Monday, March 31, 2008


More Bad News from the Hip-Hop Frontier

My TV happened to end up on BET for a while this afternoon and I was struck by the further distillation of "hop hop" music into a ubiquitous murmur of rhythmic noise.

Exhibit A: Lil' Wayne's Lollipop - yet another sex-as-candy innuendo love-grind features Lil' Wayne and bevy of hoochie girls rolling around a light cityscape in a stretch limousine. I honestly thought I'd tuned in during the song's bridge - the mood seemed so transitional and ambiguous. After listening for a few more bars, however, I realized this was the song.
I believe myself to have very broad limits in defining music, and my tastes are eclectic and varied. That being said, calling Lollipop a hip-hop song is like calling a doorbell a symphony.

(Let's not get theoretical here - I know there are those who would argue for the virtues of doorbells.)

This particular track demonstrated some disturbing trends which I feel should be brought to light for conscientious listeners everywhere.
The track Lollipop was produced using the now-familiar thick, heavy "southern-style" beats that have come out of cities like Atlanta and Nashville. While they may be great fun to blast out your neighbors while at stop lights, their complexity and originality is only a glimmering shadow of the pioneering hip-hop music.

Still, like radio-friendly top-40 hits, these artists mix and produce their music to sell - featuring hooks and catchy rhythms galore. This is good business.

However, unlike all music up until this point, this was the first time when I was unable to hear a discernible solo artist. Quite astonishingly, Lil' Wayne's vocals were multi-tracked and mixed down into the surrounding music so that I honestly expected the real artist to come on and start rapping on top of Lil' Wayne's ostinato.
Still, after listening for another minute, I realized that this was the song, and this was the artist and this was the music. And this was one sorrily disappointed music fan.

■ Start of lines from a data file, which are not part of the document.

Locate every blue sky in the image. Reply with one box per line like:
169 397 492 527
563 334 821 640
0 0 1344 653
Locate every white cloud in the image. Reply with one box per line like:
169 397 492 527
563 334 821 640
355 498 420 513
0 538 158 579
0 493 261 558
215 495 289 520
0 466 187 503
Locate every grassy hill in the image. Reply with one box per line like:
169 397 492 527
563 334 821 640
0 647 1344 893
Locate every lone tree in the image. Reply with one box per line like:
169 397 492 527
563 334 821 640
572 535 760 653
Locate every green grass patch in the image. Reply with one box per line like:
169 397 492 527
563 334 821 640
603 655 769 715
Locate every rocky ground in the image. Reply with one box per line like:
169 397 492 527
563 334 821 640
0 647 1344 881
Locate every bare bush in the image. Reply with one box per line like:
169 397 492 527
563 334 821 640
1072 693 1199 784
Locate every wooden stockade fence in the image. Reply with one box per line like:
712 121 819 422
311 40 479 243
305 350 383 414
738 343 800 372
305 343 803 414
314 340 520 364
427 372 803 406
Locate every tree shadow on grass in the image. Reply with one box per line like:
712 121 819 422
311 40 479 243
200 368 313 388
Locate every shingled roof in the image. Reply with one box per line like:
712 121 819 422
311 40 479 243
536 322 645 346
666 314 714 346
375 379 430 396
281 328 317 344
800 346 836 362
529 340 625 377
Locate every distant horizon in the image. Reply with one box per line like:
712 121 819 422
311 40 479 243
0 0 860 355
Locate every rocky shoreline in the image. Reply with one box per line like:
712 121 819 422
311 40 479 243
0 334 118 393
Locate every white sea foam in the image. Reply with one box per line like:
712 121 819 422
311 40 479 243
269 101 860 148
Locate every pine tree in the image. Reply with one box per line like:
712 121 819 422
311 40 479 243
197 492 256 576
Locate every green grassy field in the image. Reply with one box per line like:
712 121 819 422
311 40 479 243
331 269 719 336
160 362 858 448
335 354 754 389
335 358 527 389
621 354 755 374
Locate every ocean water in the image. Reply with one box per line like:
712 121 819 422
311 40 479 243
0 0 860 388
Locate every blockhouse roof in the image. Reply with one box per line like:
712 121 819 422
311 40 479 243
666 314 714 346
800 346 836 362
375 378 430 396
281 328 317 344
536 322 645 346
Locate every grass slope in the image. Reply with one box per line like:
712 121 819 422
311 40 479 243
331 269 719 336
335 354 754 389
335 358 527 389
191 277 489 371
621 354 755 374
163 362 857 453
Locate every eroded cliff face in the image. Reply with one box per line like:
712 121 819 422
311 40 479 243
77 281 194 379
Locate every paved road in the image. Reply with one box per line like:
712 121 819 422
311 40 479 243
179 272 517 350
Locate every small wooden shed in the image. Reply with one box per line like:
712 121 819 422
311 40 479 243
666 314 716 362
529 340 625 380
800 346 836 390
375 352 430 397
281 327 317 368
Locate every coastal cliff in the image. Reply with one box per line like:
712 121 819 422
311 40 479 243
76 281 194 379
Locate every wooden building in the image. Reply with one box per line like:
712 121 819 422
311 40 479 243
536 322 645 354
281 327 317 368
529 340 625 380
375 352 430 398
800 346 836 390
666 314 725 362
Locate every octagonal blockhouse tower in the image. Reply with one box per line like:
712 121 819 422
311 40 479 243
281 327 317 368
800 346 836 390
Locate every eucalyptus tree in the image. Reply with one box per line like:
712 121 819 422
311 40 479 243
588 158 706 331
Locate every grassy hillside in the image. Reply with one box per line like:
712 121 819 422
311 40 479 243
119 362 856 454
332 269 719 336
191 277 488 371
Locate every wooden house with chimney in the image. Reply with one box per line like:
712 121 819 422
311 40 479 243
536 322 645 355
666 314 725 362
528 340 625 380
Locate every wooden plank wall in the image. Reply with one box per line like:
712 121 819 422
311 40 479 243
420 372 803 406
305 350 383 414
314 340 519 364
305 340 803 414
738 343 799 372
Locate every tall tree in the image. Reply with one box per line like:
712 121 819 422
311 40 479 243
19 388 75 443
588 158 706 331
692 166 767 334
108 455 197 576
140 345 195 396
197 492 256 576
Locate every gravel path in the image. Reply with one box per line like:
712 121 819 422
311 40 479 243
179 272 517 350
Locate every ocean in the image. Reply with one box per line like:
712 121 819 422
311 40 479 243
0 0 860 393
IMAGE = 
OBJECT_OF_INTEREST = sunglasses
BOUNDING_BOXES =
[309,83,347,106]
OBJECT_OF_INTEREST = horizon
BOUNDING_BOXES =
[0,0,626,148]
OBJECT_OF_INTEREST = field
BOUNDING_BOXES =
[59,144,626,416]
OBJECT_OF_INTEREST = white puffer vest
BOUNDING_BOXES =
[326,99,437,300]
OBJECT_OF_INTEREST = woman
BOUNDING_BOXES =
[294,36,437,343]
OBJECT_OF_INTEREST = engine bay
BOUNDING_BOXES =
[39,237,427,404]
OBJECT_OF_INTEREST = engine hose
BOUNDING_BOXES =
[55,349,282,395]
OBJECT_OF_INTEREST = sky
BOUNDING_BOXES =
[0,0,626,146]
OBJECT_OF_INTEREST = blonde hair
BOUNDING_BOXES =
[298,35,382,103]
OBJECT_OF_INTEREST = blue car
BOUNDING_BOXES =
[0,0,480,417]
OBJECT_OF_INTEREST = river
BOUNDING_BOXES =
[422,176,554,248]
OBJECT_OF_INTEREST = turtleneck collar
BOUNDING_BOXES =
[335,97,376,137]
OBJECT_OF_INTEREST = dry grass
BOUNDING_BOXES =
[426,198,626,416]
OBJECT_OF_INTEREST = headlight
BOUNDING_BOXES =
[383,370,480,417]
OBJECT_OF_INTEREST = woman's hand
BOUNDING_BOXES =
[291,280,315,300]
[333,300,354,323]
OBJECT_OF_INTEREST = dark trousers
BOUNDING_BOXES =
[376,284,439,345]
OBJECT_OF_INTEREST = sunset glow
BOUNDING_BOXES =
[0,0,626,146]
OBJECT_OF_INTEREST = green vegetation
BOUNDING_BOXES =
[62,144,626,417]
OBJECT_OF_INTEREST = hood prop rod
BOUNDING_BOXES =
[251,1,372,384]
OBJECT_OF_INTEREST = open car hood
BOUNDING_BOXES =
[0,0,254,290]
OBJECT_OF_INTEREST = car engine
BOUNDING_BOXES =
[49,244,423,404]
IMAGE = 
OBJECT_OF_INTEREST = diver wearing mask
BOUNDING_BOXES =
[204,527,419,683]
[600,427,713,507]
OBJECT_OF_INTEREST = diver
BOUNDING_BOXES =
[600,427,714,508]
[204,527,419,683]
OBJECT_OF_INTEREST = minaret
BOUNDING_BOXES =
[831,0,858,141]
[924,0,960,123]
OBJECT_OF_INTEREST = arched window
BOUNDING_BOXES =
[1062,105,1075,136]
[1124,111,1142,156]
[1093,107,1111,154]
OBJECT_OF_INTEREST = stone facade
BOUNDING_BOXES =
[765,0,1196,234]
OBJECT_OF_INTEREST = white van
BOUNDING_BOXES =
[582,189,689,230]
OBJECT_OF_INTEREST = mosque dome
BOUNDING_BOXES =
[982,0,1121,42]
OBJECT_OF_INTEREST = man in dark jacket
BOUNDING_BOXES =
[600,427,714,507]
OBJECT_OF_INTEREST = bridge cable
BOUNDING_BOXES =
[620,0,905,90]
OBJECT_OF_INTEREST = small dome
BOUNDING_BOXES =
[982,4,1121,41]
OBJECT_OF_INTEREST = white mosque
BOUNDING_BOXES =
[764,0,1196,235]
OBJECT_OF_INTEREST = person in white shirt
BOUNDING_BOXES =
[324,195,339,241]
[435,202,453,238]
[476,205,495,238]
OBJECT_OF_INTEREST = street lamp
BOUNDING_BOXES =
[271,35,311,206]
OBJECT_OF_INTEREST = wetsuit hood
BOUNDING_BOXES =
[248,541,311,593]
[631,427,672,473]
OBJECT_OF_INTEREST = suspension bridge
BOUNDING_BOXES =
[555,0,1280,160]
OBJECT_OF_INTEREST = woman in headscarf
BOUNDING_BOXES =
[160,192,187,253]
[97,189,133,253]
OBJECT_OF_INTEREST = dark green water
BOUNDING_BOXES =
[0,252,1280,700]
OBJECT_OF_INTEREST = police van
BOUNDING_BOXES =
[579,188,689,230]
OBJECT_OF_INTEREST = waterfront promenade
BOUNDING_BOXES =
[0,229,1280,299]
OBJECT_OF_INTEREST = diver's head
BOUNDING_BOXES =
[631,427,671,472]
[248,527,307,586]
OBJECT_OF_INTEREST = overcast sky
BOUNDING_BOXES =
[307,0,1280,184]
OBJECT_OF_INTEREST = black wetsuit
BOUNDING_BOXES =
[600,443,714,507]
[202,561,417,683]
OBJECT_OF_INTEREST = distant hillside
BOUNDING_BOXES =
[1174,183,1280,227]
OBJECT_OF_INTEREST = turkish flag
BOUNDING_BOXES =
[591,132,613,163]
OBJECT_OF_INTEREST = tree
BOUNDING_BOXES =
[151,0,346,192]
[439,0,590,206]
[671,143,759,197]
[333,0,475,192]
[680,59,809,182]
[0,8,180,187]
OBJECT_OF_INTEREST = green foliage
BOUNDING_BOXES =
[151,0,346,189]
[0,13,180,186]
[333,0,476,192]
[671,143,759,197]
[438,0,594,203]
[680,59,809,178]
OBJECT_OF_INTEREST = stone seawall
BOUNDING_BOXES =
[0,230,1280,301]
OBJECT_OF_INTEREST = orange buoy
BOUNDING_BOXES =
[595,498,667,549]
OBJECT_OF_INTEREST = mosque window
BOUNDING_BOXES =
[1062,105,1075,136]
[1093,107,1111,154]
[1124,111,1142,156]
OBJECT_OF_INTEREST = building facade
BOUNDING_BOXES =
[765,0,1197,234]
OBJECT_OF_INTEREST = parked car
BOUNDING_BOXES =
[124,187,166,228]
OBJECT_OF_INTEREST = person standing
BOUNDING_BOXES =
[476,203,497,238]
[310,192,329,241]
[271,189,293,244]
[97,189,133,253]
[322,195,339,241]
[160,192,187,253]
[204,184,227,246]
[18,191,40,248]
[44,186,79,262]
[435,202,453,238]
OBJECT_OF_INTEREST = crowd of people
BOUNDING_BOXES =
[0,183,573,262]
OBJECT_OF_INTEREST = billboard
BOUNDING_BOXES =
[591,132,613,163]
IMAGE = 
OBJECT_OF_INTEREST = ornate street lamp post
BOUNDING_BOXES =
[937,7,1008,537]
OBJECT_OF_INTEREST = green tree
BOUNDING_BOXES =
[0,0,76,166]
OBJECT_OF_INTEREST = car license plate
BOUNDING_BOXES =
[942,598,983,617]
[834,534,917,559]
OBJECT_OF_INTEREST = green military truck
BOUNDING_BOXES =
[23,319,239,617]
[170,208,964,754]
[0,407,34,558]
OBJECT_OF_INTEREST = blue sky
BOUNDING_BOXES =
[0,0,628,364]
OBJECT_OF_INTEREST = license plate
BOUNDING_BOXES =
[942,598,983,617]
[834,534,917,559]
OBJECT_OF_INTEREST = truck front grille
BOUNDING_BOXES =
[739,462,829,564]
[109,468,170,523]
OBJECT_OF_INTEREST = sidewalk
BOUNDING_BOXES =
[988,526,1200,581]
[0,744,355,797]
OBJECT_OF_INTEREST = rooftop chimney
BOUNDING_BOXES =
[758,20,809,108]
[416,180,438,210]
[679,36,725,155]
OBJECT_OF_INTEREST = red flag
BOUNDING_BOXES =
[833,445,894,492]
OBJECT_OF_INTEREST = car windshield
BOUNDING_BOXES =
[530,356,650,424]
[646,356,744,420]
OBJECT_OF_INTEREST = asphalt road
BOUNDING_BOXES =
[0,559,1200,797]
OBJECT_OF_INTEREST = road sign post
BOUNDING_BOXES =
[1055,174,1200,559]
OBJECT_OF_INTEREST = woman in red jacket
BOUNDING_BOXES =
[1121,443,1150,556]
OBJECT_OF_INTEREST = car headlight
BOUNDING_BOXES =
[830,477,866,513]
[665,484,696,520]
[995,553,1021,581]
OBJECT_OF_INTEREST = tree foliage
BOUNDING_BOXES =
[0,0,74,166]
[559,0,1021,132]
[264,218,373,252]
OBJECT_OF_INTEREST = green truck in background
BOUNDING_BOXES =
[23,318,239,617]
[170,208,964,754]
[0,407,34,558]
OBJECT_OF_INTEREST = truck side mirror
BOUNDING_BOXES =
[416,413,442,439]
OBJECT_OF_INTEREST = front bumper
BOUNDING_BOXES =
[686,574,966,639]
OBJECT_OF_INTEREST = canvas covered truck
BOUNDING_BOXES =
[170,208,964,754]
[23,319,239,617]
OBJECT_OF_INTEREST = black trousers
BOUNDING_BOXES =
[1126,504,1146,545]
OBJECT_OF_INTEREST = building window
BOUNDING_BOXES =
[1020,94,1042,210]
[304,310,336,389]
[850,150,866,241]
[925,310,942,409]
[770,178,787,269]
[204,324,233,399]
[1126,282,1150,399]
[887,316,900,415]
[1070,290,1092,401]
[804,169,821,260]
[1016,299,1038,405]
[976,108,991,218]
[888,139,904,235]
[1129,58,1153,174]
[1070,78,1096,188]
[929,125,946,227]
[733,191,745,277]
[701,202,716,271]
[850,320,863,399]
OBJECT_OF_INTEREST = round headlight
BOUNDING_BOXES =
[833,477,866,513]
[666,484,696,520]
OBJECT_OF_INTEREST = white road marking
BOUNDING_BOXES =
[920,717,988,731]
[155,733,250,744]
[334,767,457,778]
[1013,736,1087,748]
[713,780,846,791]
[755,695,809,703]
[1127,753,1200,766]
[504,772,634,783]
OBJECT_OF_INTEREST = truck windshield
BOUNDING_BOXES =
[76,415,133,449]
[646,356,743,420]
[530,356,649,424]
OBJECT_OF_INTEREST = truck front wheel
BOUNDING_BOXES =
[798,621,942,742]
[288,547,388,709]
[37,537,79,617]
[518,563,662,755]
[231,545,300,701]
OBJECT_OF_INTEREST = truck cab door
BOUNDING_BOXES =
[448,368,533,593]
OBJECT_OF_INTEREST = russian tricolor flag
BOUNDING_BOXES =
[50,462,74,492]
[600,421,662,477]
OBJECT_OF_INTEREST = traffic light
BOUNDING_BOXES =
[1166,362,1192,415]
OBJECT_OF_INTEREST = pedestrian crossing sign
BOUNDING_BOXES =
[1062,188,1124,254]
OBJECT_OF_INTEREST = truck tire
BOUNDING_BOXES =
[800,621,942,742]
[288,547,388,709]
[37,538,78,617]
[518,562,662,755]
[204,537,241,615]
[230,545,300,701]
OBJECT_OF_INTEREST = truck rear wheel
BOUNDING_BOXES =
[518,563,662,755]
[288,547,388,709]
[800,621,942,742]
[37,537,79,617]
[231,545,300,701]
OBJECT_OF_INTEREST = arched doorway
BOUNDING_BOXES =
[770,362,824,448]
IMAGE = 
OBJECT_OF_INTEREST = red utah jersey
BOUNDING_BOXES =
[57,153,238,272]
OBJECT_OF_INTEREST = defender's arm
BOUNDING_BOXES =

This is a sign of our music culture: as iPods have become a universal accessory for all ages and all demographics, musicians and producers have responded by crafting their tunes to play well to America's suddenly all-mobile listening habits. Gone are 80% of dynamic contrasts. Aside from a fade-in or -out, ipod listeners can not be inconvenienced by the trouble of having to adjust volume constantly to accomodate the roar of life around them. However, when you play this music at home, on your stereo for your private enjoyment, suddenly you realize how much this music sounds like a background soundtrack to a bad television program. It is merely a murmur, built for you to keep step with it, and help "groove" along, but not complicated or interesting enough to force your ear to have to listen and distract you from your otherwise already complicated life.

This may seem a luxurious compliant to most, and for the most part, they would be right. It is a small irritation on the zit-covered existence of daily troubles, but the further we slip away from appreciating true art in any form, the worse we are as a culture.

I can't get inflamed about this, however, because I have to believe that real art and real music will survive as it always has. In ten years we will have forgotten about Lil' Wayne's Lollipop (thankfully) and will only remember this decade in sweeping generalities, the way we regard the 90's as 'Grunge' and think of Classic Hip-Hop as Run DMC, despite the hundreds of other influential musicians who worked during that pioneering time.

I await music's next revolution with baited breath, and can't wait for this drought of musical sterility to pass.